New Cultural Subspecies in Britain
LONDON, March 7, 2007 — -- America has the beer-swilling, foul-mouthed hillbilly who lives in a trailer park, does crystal meth, and wears a wife beater and overalls. Britain has the "chav." The chav lives in public housing called a "council estate," drives a big-bucks hot rod, wears more gold than Mr. T and is a foot soldier of corporate consumerism.
Dressed uniformly in unimaginative designer-labels, chavs congregate around the halls of consumerism in the United Kingdom -- shopping malls and fast food outlets.
In the 19th century Karl Marx predicted the overthrow of capitalism and dreamed of a classless society, but British society today continues to lambaste lower classes, referring to them as chavs as a way of writing off those at the bottom of the social ladder. The phenomenon was first defined in 2005 in the Oxford English Dictionary as a "young lower-class person typified by brash and loutish behaviour and the wearing of [real or imitation] designer clothes."

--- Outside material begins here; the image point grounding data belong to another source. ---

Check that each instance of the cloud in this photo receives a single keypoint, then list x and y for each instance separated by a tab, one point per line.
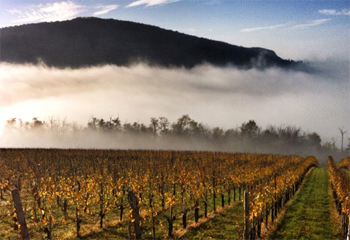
333	12
57	11
263	28
150	2
105	9
136	93
311	23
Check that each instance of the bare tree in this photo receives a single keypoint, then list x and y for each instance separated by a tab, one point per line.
342	132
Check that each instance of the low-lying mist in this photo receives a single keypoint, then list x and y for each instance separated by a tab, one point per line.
223	97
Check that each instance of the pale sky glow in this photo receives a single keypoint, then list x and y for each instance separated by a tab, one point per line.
311	24
293	29
105	9
263	28
150	2
315	31
335	12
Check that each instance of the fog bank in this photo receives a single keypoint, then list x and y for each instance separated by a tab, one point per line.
223	97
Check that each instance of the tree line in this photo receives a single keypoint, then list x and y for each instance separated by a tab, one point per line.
248	137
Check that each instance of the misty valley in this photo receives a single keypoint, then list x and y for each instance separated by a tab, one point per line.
112	129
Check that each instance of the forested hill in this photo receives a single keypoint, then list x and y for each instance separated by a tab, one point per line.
92	41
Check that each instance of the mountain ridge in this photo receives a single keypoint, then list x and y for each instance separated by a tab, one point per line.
91	41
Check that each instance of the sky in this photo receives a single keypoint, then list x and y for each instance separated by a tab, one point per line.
315	31
294	29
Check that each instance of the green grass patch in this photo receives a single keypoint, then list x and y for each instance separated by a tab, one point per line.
310	214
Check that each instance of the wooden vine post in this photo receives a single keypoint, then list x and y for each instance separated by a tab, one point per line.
246	216
134	204
20	214
348	234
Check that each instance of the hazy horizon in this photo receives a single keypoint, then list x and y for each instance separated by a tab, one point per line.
311	31
223	97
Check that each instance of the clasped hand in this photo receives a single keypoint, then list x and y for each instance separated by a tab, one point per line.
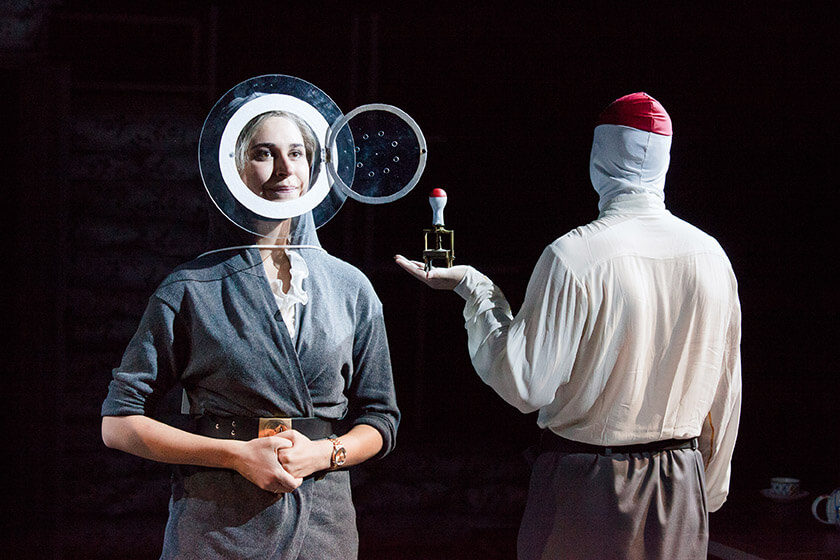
279	463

Two London schoolboys, Dilir Habibi and Ali Hussaini, interviewed as they walked near Hammersmith yesterday, described the archetypal chav. He wears, "a Burberry cap, his trousers down to his knees, walks with a bop and wears a fitted cap. He's not very nice, plays loud music on his mobile phone on the back of the bus, thinks he's above everyone and aspires to become a musician."

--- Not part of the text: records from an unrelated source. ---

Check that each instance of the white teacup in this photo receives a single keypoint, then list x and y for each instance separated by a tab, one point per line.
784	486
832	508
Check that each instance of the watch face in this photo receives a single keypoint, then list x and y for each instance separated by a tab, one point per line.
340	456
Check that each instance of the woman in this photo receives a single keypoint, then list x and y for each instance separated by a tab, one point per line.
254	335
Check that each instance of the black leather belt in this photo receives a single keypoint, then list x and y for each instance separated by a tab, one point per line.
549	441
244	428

The Burberry clothing brand quickly became synonymous with the chav subculture, and it ceased production of its branded baseball cap in 2004 in an attempt to distance itself from the stereotype. The company argued that all chavs are associated with counterfeit versions of the clothing.

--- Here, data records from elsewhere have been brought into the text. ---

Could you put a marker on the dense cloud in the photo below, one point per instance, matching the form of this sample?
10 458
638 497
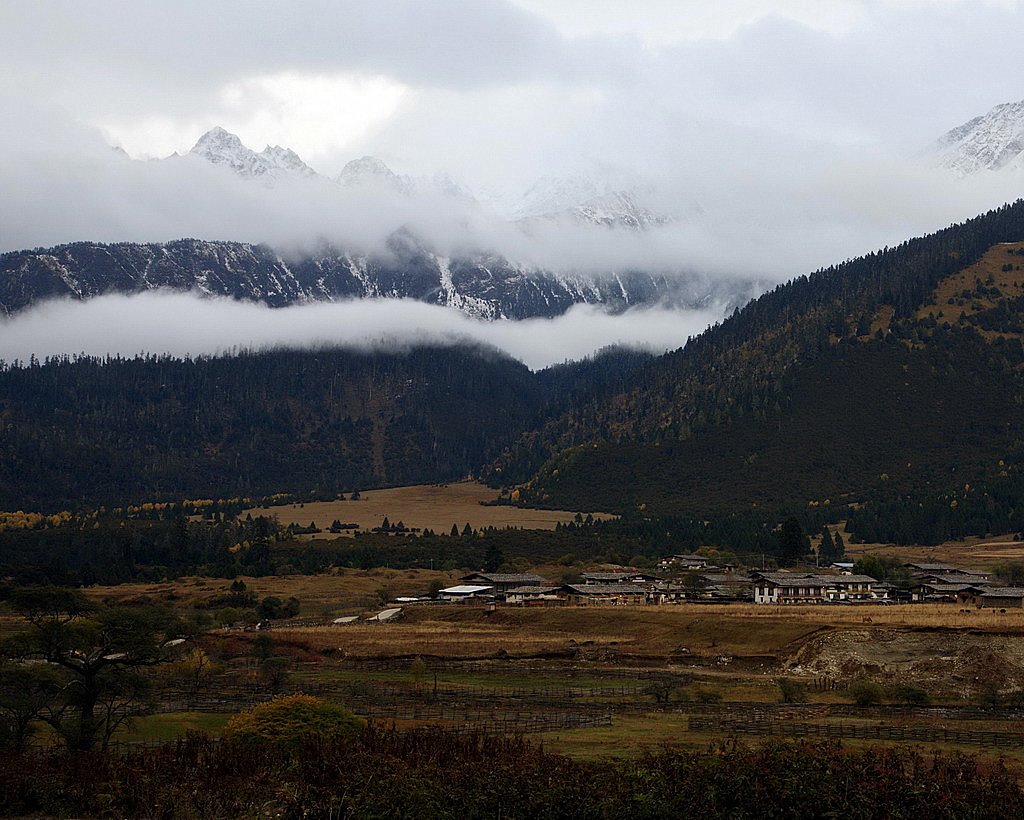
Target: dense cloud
780 135
183 325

The Miriam Webster Dictionary describes American "white trash" as "a member of an inferior or underprivileged white social group," which is where white trash differs from the chav. Chavs do not experience any lack of material poverty; in fact, they have more disposable income than most. This new generation of nouveau-riche are the proud owners of a wealth of brand-name clothes and the latest cell phones -- every self-respecting public housing project has an army of satellite dishes. But there is a poverty of attitude towards society and education.